Sein Glück schien sich erst 1961 wieder zu wenden, als er durch die Vermittlung von Ike Quebec einen Plattenvertrag bei Blue Note Records erhielt und innerhalb weniger Wochen zwei hervorragende Alben für das Label einspielte: “Let Me Tell You ‘bout It” und “Rollin' With Leo”. Eine dritte Session mit Dexter Gordon, mit dem er einst bei Eckstine im “Unholy Four”-Saxofonsatz zusammengespielt hatte, war für Anfang1962 geplant, kam aber nicht mehr zustande, da Leo Parker am 12. Februar 1962 im Alter von nur 36 Jahren einem Herzinfarkt erlag. In einer Rezension von Parkers letzter Aufnahme schrieb Steve Leggett bei AllMusic:“‘Rollin' With Leo' ist ein wunderbares Porträt dieses fast vergessenen, aber brillanten Musikers, dessen gewaltiger, trauriger, aber fast unmöglich kraftvoller Ton immer das Gefühl vermittelte, er trage die Last der Welt auf seinen Schultern.”
Grachan Moncur III – Some Other Stuff
Der Posaunist Grachan Moncur III (1937–2022) bewies seine stilistische Offenheit schon früh durch Tourneen mit Größen wie Ray Charles und Sonny Rollins. Die Aufmerksamkeit des Produzenten Alfred Lion erregte er 1963, als er an Sessions für gleich drei bahnbrechende Alben für Blue Note Records teilnahm: “One Step Beyond” und “Destination… Out!” des Altsaxofonisten Jackie McLean und “My Point Of View” des Pianisten Herbie Hancock. Wie es Lions Art war, fackelte er nicht lange und gab dem jungen Posaunisten (der auf McLeans Alben auch als einfallsreicher Komponist geglänzt hatte) sofort die Chance, eigene Alben für Blue Note einzuspielen.

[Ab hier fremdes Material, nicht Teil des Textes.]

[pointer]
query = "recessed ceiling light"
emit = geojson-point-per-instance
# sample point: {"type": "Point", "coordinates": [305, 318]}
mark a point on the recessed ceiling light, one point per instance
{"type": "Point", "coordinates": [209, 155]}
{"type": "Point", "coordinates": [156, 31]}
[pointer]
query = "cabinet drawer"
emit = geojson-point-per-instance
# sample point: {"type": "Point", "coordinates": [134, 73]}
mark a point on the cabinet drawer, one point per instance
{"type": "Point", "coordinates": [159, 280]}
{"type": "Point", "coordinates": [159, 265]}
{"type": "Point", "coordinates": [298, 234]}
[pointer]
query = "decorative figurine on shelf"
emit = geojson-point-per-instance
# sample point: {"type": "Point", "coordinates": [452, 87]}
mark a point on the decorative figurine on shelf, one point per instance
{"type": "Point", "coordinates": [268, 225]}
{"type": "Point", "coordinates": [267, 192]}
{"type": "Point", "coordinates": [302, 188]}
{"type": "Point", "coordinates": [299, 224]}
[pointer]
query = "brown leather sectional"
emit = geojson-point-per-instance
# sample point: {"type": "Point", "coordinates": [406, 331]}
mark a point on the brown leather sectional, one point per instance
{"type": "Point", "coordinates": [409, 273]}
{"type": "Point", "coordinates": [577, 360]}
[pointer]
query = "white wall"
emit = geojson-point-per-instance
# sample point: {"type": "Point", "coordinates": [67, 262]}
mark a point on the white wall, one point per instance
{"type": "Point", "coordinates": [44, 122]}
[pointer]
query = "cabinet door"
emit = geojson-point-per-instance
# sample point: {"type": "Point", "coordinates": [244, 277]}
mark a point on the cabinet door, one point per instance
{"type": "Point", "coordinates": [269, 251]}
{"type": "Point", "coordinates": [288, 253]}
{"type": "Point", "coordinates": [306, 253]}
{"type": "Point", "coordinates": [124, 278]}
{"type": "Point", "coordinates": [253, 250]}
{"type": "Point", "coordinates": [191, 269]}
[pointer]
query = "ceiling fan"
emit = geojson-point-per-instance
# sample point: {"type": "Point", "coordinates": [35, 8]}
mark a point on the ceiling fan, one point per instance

Auf “Some Other Stuff”, aufgenommen im Juli 1964, ist Grachan Moncur III mit einem besonders abenteuerlustigen und hochkarätigen Ensemble zu erleben, dem gleich drei Musiker angehören, die damals im legendären zweiten Quintett von Miles Davis spielten: der Saxofonist Wayne Shorter, der Pianist Herbie Hancock und der Schlagzeuger Tony Williams. Komplettiert wurde die Band durch den Bassisten Cecil McBee, der schon wenig später an der Seite von Keith Jarrett und Jack DeJohnette im Quartett von Charles Lloyd spielen sollte. Auf dem Album präsentierte Grachan Moncur III vier längere Eigenkompositionen, die seine Vielseitigkeit unterstreichen: den freien Opener “Gnostic”, das raffiniert swingende “Thandiwa”, das ausgelassen rhythmische “The Twins” (ein musikalisches Porträt der Zwillingsbrüder des Posaunisten) und das Stück “Nomadic”, in dem Tony Williams seine Schlagzeugkünste unter Beweis stellen konnte.